Cloud Native Postgres (CNPG) Procedures¶
Intended audience: Anyone who is administering databases at the USDF.
Requesting new CNPG instance¶
The SLAC database team builds new CNPG instances. To request an instance
Open a SNOW ticket to request the instance. Provide the name of the instance, what vCluster it should be added to, and any database parameters that should be set.
Open another SNOW ticket to request a S3 bucket for backup. Provide the name of the database instance so that the S3 bucket can be named and the location to put the S3 vault secret.
CNPG Kubernetes Plugin¶
CNPG developed a Kubernetes plugin to help with cluster operations. To download goto the CNPG site, access the latest version and search for kubectl plugin.
PSQL Access¶
psql
can be accessed from S3DF and via kubectl. For S3DF SSH to S3DF and setup the shared stack which has psql installed. For S3DF SSH to S3DF and setup the shared stack which has psql installed.
Database Settings¶
Postgres settings should be tuned based on the workload of the database. Butler can be used as a reference, but not should be used as a template. Here is a good reference. Below are settings that are typically tuned.
max_connection: Max connections to allow to the database. Please note that this value should also be coordinated with the pooler connection values.
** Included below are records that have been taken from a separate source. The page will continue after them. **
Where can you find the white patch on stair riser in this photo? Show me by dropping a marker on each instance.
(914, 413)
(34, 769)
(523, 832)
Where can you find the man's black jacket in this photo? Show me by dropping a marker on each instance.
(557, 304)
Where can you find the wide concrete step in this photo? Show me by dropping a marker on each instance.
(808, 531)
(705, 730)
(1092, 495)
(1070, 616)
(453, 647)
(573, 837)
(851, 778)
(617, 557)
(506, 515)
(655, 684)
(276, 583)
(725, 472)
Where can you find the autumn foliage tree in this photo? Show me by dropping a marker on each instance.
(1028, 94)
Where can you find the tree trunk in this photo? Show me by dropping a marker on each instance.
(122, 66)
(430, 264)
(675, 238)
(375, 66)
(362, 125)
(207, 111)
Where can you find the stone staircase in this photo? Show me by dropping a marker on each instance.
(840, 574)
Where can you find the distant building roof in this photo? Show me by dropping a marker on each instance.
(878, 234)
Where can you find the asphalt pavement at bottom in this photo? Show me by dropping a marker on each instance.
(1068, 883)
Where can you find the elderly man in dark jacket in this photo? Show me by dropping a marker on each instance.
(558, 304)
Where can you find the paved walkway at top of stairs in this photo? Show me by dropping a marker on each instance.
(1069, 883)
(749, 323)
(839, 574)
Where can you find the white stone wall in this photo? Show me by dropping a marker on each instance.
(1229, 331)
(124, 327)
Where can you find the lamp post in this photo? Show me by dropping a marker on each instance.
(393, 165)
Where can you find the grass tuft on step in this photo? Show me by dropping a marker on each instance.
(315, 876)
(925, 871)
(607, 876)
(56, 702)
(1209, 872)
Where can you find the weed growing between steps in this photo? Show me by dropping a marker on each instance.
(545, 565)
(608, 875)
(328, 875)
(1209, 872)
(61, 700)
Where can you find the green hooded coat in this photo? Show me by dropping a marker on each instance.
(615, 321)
shared_buffers: Reasonable value is 25% up to 40% of RAM
work_mem: memory used for query operations before writing to disk. Very dependent on the database on what this value should be set to. There is a balance of setting this value large enough to not spill to disk too much and not running out of memory for concurrent queries.
Database Logging¶
The below statements need to be added to the database Kubernetes manifest to enable logging of all statements. Note that log_min_duration_statement
should be set to an appropriate value to capture the appropriate minimum duration of queries.
spec:
postgresql:
parameters:
log_disconnections: "on"
log_duration: "on"
log_min_duration_statement: 250ms
log_statement: all
Setup Cluster¶
Setup Pooler¶
PgBouncer is used to serve connections to the database. A Pooler resource is defined in Kubernetes to create the underlying Kubernetes Pods and Service. USDF uses both session and transaction poolers. Transaction Pooler is used for application access to databases because it more efficiently uses connections.
For services to be accessible from the S3DF they need an annotation for the service to request a S3DF IP Address that is accessible outside of the cluster. Previously these annotations could not be defined in the pooler. Now service annotations are supported. Below is snippet from rucio. Note the metallb.universe.tf/address-pool: sdf-rubin-ingest
annotation. After an IP address is created a SLAC DNS should be requested with a Service Now ticket.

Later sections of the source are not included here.